No caso do cliente em questão, deveria ter sido explicado de onde saíram os 3 maiores consumos dos 12 ciclos de medição anteriores à identificação da irregularidade e esclarecer que foram desses 12 meses anteriores que saíram os dados para calcular a média. Isso não teria sido feito, optando-se por usar uma média sem nada explicar.
“Não é possível dizer se o débito existe ou não; não é o caso, ainda, de declarar a existência ou inexistência, enquanto a requerida não cumprir sua obrigação contratual de informar adequadamente o consumidor — de forma clara, ostensiva e inteligível — de como ela chegou àquela planilha de recuperação de consumo, para, aí sim, permitir ao consumidor, se discordar dos critérios, adotar as medidas cabíveis”, sentenciou a magistrada.
A decisão confirmou a liminar e suspendeu a cobrança da fatura de R$ 9.913,97, pelo menos, até a concessionária cumprir a obrigação de informar adequadamente como chegou àquela planilha de recuperação, permitindo que o consumidor tome as medidas que julgar cabíveis. Até lá, não teria o direito de interromper o fornecimento do serviço, de cobrar a dívida ou de inscrever o nome do cliente em cadastros de inadimplentes.
A sentença da juíza Daliane Bressan foi expedida em 14 de abril de 2020.
Em 22 de abril do mesmo ano, a também juíza Janine Rodrigues de Oliveira Trindade homologou a proposta de sentença e acionou as Defensorias Públicas de Mato Grosso do Sul e da União e os Ministérios Públicos de Mato Grosso do Sul e Federal para que, em tutela coletiva do consumidor, tomem medidas para assegurar que a Elektro cumpra de forma ampla o dever de informação e transparência quando da elaboração dos cálculos de recuperação de consumo por irregularidade.
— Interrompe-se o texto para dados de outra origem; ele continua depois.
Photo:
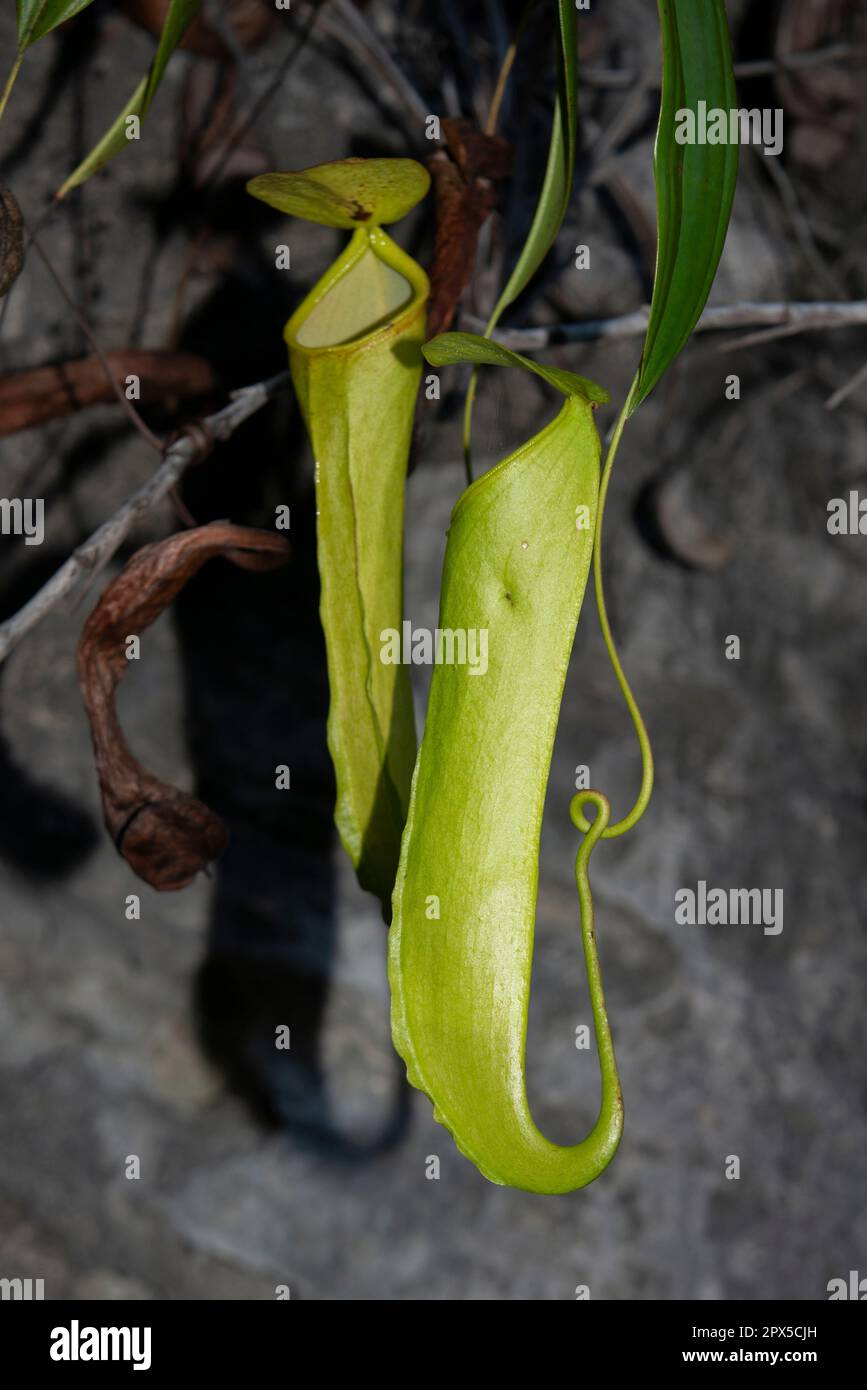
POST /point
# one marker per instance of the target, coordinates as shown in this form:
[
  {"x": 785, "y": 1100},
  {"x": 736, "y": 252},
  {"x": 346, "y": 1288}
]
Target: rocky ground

A Aneel também deveria ser comunicada para a tomada de providências que julgasse cabíveis.
Como resultado da comunicação, em 28 de julho de 2021, o promotor Etéocles Brito Mendonça Dias Junior cadastrou a abertura de notícia de fato sobre “eventual desrespeito ao dever de informação e transparência na elaboração de cálculos decorrentes da recuperação de consumo por irregularidade” feitos pela Elektro.
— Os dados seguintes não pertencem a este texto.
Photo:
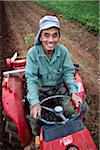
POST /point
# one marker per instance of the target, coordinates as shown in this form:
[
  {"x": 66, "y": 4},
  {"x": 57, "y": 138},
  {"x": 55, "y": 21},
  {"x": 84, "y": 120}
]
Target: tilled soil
[{"x": 20, "y": 25}]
Conforme publicação na edição desta quarta-feira (3) do Diário Oficial do MPMS (Ministério Público de Mato Grosso do Sul), em 27 de outubro deste ano o promotor Fernando Marcelo Peixoto Lanza determinou a conversão da apuração em inquérito civil.
Energisa na mira de CPI, Aneel e Procon-MS
Com a apuração, a Elektro se “une” à Energisa como alvo de investigações de órgãos públicos por conta de sua atuação. No caso desta última, que atende aos outros 74 municípios do Estado, as apurações incluem uma CPI na Assembleia Legislativa que visa a verificar fraudes na medição de consumo — sendo encomendada perícia em relógios, a ser realizada pela USP (Universidade de São Paulo).
Em 2021, a Energisa ainda viu o número de queixas na Aneel e no Procon-MS dispararem. Na primeira, o número teve novo crescimento após temporais em meados de outubro resultarem na interrupção no fornecimento de eletricidade em vários municípios.
Conforme dados obtidos pelo Jornal Midiamax, a Energisa foi campeã de queixas registradas no Procon-MS em 2020, com 1.106 reclamações. Entre o dia 1º de janeiro e o último 19 de outubro, foram 1.318 reclamações, já superando todas as queixas do ano anterior.
A Energisa ainda foi punida em mais de R$ 11 milhões pela Aneel, em valores a serem revertidos aos consumidores, por falhas no fornecimento de energia em períodos superiores aos admissíveis. A empresa deu início recentemente ao processo de revisão tarifária, que será implementado em 2022 e pode incluir uma conta superior a R$ 400 milhões para os consumidores.